La sagoma corrispondeva.
Lo stupore di
vederlo in forma fisica passò in secondo
piano. L’hanno catturato…
«Faraone!
No!» urlò, o meglio, ci provò. Dalla
sua gola
secca uscì solo un rantolo inudibile.
Nonostante il
suo ottimismo e la fiducia nei suoi amici, le
speranze di Yugi vacillarono. La situazione sembrava disperata; non
aveva il
suo deck, non sapeva dove si trovasse.
Poteva solo
guardare, e così fece. Vide il nuovo arrivato
spintonare il Faraone verso l’uomo biondo.
Li vide
parlare, ma non riuscì a sentire cosa dicevano.
Avrebbe voluto
agire, gridare ad Atem di scappare da lì, ma
non poteva.
L’unica
cosa che potesse fare era credere nel suo amico,
come aveva sempre fatto.
Mi
fido di te,
pensò, rianimandosi un po’. Non
devo
disperare.
¤
«Giri
qui, professore!» esclamò Conan.
«Ne
sei certo, Shinichi? Loro stanno proseguendo» dicendo
questo, comunque, il dottor Agasa accostò dove gli era stato
detto.
«L’uscita
che stanno per prendere porta in aperta campagna,
non è una strada frequentata. Non possiamo permettere che ci
notino» spiegò il
detective. Aprì la portiera e salto giù
dall’auto, immediatamente imitato dai
due seduti sul retro.
«Lei
aspetti qui!» si raccomandò prima di chiudere la
portiera. Iniziò a correre seguendo il segnale degli
occhiali e tirò fuori il
cellulare; aveva ricevuto un messaggio.
– Ok.
–
Si concesse un
sorriso. Se quella persona stava arrivando,
avevano una speranza.
Era stata una
fortuna che a ricevere Atem avessero mandato
proprio Vodka; non aveva minimamente sospettato la presenza di un
localizzatore. Basandosi sul racconto di Kid, Shinichi sospettava che
li stesse
portando dritti dal capo.
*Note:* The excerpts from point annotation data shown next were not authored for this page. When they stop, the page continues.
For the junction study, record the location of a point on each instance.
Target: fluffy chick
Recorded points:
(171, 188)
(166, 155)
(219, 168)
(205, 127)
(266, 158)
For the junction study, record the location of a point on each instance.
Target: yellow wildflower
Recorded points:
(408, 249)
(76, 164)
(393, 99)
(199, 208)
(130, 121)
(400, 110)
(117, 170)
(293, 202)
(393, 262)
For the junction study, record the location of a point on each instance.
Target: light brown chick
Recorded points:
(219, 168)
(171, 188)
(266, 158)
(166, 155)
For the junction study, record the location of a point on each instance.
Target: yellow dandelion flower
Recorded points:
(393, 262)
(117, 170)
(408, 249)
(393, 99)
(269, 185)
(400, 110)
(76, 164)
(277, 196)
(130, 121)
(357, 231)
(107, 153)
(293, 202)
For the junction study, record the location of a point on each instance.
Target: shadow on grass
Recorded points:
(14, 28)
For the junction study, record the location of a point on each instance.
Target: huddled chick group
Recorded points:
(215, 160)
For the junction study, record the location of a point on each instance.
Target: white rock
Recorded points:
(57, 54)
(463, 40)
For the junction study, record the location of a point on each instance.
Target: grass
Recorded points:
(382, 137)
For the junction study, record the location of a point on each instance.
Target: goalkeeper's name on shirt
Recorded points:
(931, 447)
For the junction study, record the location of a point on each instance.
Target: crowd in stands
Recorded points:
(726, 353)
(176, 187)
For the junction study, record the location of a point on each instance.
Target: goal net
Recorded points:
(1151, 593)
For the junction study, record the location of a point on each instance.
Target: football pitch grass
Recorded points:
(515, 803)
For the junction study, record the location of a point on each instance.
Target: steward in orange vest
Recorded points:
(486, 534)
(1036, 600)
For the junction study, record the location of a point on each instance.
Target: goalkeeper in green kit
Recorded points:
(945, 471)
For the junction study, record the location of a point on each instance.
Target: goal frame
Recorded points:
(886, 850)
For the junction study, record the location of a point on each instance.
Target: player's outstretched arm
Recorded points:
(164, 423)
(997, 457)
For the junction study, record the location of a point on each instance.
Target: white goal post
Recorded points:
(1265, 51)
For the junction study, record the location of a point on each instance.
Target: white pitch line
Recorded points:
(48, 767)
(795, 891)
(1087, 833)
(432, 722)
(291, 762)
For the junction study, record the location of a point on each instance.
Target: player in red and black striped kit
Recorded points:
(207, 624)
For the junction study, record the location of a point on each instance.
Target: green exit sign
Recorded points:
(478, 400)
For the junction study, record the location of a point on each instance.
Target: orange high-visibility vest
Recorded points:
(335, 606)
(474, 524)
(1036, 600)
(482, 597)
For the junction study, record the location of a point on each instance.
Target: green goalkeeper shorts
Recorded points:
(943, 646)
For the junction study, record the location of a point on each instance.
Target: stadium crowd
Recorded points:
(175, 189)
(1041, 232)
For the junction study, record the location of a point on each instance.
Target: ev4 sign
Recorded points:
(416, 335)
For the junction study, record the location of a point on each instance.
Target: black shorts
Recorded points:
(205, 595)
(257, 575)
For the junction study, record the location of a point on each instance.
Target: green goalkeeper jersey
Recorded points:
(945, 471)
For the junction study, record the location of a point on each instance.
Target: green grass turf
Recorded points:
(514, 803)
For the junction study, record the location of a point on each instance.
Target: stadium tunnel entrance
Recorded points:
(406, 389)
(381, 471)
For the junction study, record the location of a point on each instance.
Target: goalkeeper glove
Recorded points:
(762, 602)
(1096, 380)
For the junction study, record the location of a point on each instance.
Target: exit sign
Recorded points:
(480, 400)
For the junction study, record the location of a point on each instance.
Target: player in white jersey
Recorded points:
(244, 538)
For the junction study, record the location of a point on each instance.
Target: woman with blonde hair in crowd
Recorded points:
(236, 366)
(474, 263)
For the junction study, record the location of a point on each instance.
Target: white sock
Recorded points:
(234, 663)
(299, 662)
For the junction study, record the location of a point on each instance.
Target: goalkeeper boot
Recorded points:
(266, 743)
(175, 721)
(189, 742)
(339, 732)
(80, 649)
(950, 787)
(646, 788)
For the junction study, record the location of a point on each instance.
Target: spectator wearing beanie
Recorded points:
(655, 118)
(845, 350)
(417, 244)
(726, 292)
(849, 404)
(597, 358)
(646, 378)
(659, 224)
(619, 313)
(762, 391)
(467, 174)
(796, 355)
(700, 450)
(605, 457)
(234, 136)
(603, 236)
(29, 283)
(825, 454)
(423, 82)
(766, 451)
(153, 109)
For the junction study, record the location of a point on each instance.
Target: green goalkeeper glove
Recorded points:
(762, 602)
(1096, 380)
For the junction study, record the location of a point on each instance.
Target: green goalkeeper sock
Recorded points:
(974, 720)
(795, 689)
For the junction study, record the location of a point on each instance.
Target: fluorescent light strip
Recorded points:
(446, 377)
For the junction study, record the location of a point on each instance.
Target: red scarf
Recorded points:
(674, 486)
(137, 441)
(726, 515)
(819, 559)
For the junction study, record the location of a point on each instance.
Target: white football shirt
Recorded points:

Finalmente.
Gettò
uno sguardo inquieto dietro di sé, focalizzandosi
sulla ragazza, Anzu.
Non capiva
perché fosse voluta venire a tutti i costi – o
meglio, lo capiva, ma non vedeva come potesse rendersi utile. Avrebbe
preferito
rimanesse a casa con Haibara.
¤
L’assassino
biondo, seguendo gli ordini, portò Atem dal
capo, in una stanza interna della villa, senza lasciarlo neanche una
volta lì.
Non c’erano finestre.
«Ci
rivediamo, Faraone».
A parlare era
stato un uomo con la maschera da corvo, lo
stesso responsabile dell’arrivo di Yugi, Atem e Anzu in
quella dimensione. Alla
vista del ragazzo egiziano gli si erano illuminati gli occhi
– non che nessuno
avesse potuto notarlo.
«Libera
Yugi». La voce di Atem risuonò nella stanza,
decisa,
senza traccia di paura.
«Visto
dove sei dovresti preoccuparti per te stesso»
replicò
asciutto l’uomo. Gin rafforzò la stretta sulla
spalla del loro ospite.
«Ho detto che ti avrei avuto in
mio potere, e così è stato.
Dov’è il puzzle?»
l’interrogò frenetico,
studiandolo. A ben pensarci… com’era possibile che
avesse un corpo?
«Non
l’avrai, se non liberi il mio amico». Di nuovo, il
tono
di Atem non tradì la minima incertezza.
Gin iniziava a
spazientirsi, ma la reazione del capo stupì
lui e la vittima della sua presa.
L’uomo
scoppiò infatti a ridere, una risata cupa che
rimbombò nella maschera per almeno un minuto.
«Allora
non l’avrò», disse smettendo di ridere.
Il Faraone
lo guardò con sospetto. Se solo non ci fosse stata quella
maschera, avrebbe
potuto provare a decifrare la sua espressione…
«Sembri
confuso, Faraone, ma vedi, io non ho mai desiderato
il puzzle. Quel che volevo realmente sei
tu».
«Non
capisco». Non stava andando esattamente come avevano
pianificato; sapere che il piccolo detective stesse seguendo la
conversazione
grazie al microfono-localizzatore piazzato sul suo bracciale lo
confortò un
po’. Avrebbe potuto aggiustare il piano.
L’uomo-corvo
rise ancora. «Legalo, Gin. Poi lasciaci»
ordinò
bruscamente al suo sottoposto.
Il biondo
s’irritò, ma obbedì. Sperava quasi che
il ragazzo
opponesse resistenza, per potersi sfogare colpendolo, ma questo non
accadde.
Gli assicurò i polsi e lo bloccò su una sedia.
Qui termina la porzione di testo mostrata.